Bristow D R, Curtis N R, Suman-Chauhan N, Watling K J, Williams B J
Br J Pharmacol. 1987 Jan;90(1):211-7. doi: 10.1111/j.1476-5381.1987.tb16842.x.
Tachykinin-stimulated inositol phospholipid hydrolysis was examined in slices of hamster urinary bladder. In the presence of lithium, to inhibit inositol monophosphatase activity, substance P, eledoisin and related tachykinins induced large, dose-dependent increases in [3H]-inositol monophosphate accumulation. The responses to substance P and eledoisin were not antagonized by the cholinoceptor antagonist, atropine. The rank order of potency for various tachykinins was kassinin greater than neurokinin A greater than neurokinin B greater than eledoisin greater than physaelamin greater than substance P greater than substance P methyl ester. The synthetic analogue [p-Glu6, D-Pro9]SP (6-11) was considerably more potent than its L-prolyl stereoisomer at stimulating inositol phospholipid hydrolysis. These results suggest that in the hamster urinary bladder, tachykinin-induced inositol phospholipid breakdown is mediated via tachykinin receptors of the SP-E type, as opposed to the SP-P type.

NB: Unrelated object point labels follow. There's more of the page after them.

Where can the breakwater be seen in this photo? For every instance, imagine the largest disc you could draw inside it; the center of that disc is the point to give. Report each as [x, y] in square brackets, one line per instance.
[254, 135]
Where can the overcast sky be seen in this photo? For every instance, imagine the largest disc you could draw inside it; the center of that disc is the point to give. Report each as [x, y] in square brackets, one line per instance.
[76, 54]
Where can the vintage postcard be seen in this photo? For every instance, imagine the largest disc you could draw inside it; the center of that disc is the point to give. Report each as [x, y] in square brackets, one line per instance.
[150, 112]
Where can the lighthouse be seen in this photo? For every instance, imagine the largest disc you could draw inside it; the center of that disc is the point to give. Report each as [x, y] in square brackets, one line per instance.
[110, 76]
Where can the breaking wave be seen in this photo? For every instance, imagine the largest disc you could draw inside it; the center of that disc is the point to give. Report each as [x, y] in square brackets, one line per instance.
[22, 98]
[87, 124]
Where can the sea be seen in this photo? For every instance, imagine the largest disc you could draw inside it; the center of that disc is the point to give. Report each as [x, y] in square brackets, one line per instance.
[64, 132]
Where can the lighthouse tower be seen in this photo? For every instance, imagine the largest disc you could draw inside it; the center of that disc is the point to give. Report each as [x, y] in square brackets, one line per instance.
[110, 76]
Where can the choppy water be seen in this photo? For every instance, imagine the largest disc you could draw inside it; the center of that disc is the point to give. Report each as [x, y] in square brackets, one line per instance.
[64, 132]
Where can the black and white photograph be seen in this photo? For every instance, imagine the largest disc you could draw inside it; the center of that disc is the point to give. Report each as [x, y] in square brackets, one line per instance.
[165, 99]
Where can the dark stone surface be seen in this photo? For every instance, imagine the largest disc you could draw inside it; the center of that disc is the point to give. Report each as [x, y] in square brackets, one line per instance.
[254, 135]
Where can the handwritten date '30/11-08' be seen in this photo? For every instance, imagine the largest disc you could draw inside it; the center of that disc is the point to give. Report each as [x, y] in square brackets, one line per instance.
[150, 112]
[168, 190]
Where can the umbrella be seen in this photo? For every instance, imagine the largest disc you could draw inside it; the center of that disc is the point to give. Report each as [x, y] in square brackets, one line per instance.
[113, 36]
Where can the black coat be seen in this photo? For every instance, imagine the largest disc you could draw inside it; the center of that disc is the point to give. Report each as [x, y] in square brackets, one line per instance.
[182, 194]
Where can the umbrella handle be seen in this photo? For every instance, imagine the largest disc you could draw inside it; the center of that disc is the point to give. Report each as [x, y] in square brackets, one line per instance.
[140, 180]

在仓鼠膀胱切片中检测速激肽刺激的肌醇磷脂水解。在存在锂以抑制肌醇单磷酸酶活性的情况下,P物质、伊列毒素及相关速激肽可诱导[3H] - 肌醇单磷酸积累出现大量、剂量依赖性增加。对P物质和伊列毒素的反应不受胆碱受体拮抗剂阿托品的拮抗。各种速激肽的效价顺序为:蛙皮素>神经激肽A>神经激肽B>伊列毒素>南美蛙皮素>P物质>P物质甲酯。合成类似物[p - Glu6, D - Pro9]SP(6 - 11)在刺激肌醇磷脂水解方面比其L - 脯氨酰立体异构体的效力强得多。这些结果表明,在仓鼠膀胱中,速激肽诱导的肌醇磷脂分解是通过SP - E型速激肽受体介导的,而非SP - P型。